The quest plot follows a woman’s search for her grandson. He’s kidnapped while cycling in the Tour de France and she (along with his faithful dog Bruno) follow his abductors to the city of Belleville, a version of New York City. She’s aided in the search by the eponymous trio, elderly jazz musicians (they sang in the opening cartoon, in their youth) who find rhythm in unlikely household objects and have questionable dietary practices. Food is actually pretty disgusting throughout the film, a part of Chomet’s twin critiques of French and American culture: America is fat and disgusting, the source of overcrowded and soulless modernity; France is pretty gross too, but at least has an appreciation for the finer things in life like wine, jazz and bicycling.

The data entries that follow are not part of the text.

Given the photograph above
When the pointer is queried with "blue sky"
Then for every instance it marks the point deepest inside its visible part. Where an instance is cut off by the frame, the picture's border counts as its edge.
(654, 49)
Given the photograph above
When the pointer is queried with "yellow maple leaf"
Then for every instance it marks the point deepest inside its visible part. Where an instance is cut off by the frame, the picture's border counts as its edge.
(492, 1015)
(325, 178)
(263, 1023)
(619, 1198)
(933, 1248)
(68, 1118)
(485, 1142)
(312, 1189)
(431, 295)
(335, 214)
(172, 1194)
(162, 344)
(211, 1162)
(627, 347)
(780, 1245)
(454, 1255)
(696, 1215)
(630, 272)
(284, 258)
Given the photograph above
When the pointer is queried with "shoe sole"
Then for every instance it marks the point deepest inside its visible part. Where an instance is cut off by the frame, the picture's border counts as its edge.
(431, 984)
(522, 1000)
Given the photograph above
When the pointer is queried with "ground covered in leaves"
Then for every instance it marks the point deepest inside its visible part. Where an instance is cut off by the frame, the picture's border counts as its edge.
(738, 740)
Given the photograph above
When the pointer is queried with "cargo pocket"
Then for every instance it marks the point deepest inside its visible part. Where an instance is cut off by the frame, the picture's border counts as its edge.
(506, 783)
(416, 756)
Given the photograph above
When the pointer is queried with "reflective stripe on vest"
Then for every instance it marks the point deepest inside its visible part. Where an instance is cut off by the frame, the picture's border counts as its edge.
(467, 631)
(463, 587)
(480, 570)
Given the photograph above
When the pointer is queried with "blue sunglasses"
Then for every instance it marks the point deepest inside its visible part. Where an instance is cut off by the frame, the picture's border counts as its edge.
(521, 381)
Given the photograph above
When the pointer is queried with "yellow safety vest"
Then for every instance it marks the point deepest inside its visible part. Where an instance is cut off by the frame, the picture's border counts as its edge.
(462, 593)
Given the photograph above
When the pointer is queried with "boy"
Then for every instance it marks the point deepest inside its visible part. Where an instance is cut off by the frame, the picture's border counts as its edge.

Almost entirely lacking in dialogue (what there is it isn’t necessary to translate), the film is nevertheless resolutely aural, every effect a calculated addition to the symphonic whole, following in the tradition of Jacques Tati (even if you didn’t know Chomet would go on to adapt Tati’s The Illusionist, the reference is obvious: Belleville prominently features a M. Hulot’s Holiday poster, a weather vane in the shape of Tati from Jour de fête and even an actual clip from that same film (in which Tati plays a bicycle-riding mailman)). Similarly, while severely distorted, the bodies in the film follow a ruthlessly inviolable logic: giant mobsters with huge upper bodes and tiny legs dwarf the cars they ride in, as they stand through the sun-roofs of those cars in the final chase sequence, the balance of the vehicle is thrown off and sharp turns cause them to flip over, the villains doomed by their own enormity; a maitre’d so literally spineless in his obsequity that he literally leans over backwards, his head flopping back-to-front and side-to-side. What appears to be simple chaotic weirdness is in fact carefully constructed and calculated to achieve a specific effect, which I guess is a reasonably good definition of jazz.

A wickedly funny, strangely poignant and wildly inventive film, The Triplets of Belleville plays Friday through Tuesday this week at the Central Cinema, whose clever programmers have paired it with another classic about bicycling, the 1986 Hal Needham BMX film, Rad, with Lori Laughlin.